During dinner after a lecture I gave tonight, someone commented how surprised she was that I did not make an entry on the recent screening of this wonderful documentary: Al-Ghazali - The Alchemist of Happiness.
The truth is: I have been extremely busy last week. But it has indeed been a true blessing for me to be in the company with the erudite scholar for a full week here in Singapore, who was also the executive director of this documentary, whom we had the great honour to hear and respond to questions to the screening of this documentary last weekend. Even after a few days of his return to Cambridge, I am still organising the gems of wisdom he has shared with me while in Singapore. Insya-Allah, if time and situation permits, I will share them in future entries.
In one of the earlier scenes of this documentary, the famous story of Imam al-Ghazali was told:
"There is a very instructive story about one of the greatest of the Islamic scholars, Al-Ghazali, who lived in the tenth century. He had been to the great university of Ray in Persia and, in his four years in the university, he had studied all the courses - philosophy, metaphysics, mathematics - and everything that could be learnt there. He was on his way back to his native town, hoping to make a career for himself, and, being a poor student, he attached himself - as an individual traveller would have had to do - to a caravan. As they were travelling along, a set of Bedouins attacked the caravan and robbed them of everything. Al-Ghazali had kept all his course notes in a little leather bag which was about all he had, and they took that too. So he went to the Bedouin chief, caught his stirrups and begged him to return this bag, saying that it was of no use to the Bedouins who could not read and that it was the fruit of his four-year learning at the university. The Bedouin cheif threw the bag at him and said, 'I thought you went to the university to learn, not to take notes.' Al-Ghazali was very struck with this and went back to the university for a further four years, taking no notes at all but really thinking about it all to such good purpose that he became the leading philosopher."
Herein lies a lesson for us: to understand the purpose of knowledge. The last few entries I have made were directly related to the importance of knowledge. But, knowledge in itself is not the end, it is the means to an end. Similar stories as al-Ghazali, such as of Rumi, are also known to us. The obvious follow-up question is therefore: what is this end?
To me, it is towards knowing the Unknown - ie, God. Admittedly, it is not possible for us to completely understand Him, as our faculties are limited in nature. But, as we have philosophized on this matter earlier, it aids us in our journey towards reaching Him. Knowing Him allows us to know ourselves, to know our challenges ahead, to know our relationship with Him, to know of His other creations - to know how we manouvre and keep ourselves on track towards returning to Him. That knowledge is our 'friend' in our journey - it is the Light showing us the way out of a dark tunnel.

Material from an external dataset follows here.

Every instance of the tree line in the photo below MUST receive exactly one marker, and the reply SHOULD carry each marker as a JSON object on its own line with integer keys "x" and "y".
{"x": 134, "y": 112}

We kept mentioning that our life is a journey. But what is that 'journey' that we spoke of? Indeed, it is the return to our fitrah - and that is to return to Him, in the original purpose of the story of our creation. In a philosophical sense, it is to return to where we came from, before the Fall. In a practical sense, it is simply to return Home from where we came from.
There are many ways to decipher al-Ghazali's The Alchemist of Happiness. But to me, the simplest way is to appreciate all that he wrote as the tools which we need to facilitate our return journey Home.
And again, therein lies his genius: all of us are making this return journey Home whether we realise it or not, but most of us are not equipped with the appropriate provisions to go Home. Al-Ghazali managed to capture this spirit simply and left his legacies through his works. In this troubled times that we live, al-Ghazali understood that a prepared slave of The Almighty, with sufficient provisions to make his way Home, is a happy, peaceful and confident slave. To many, being a slave is degrading. To those who know, it is an honour.
To me, that makes al-Ghazali, amongst many other things and accolades attributed to him, a true alchemist of happiness. And we don't have to think very much of the position of a happy slave in the eyes of the One Who Creates.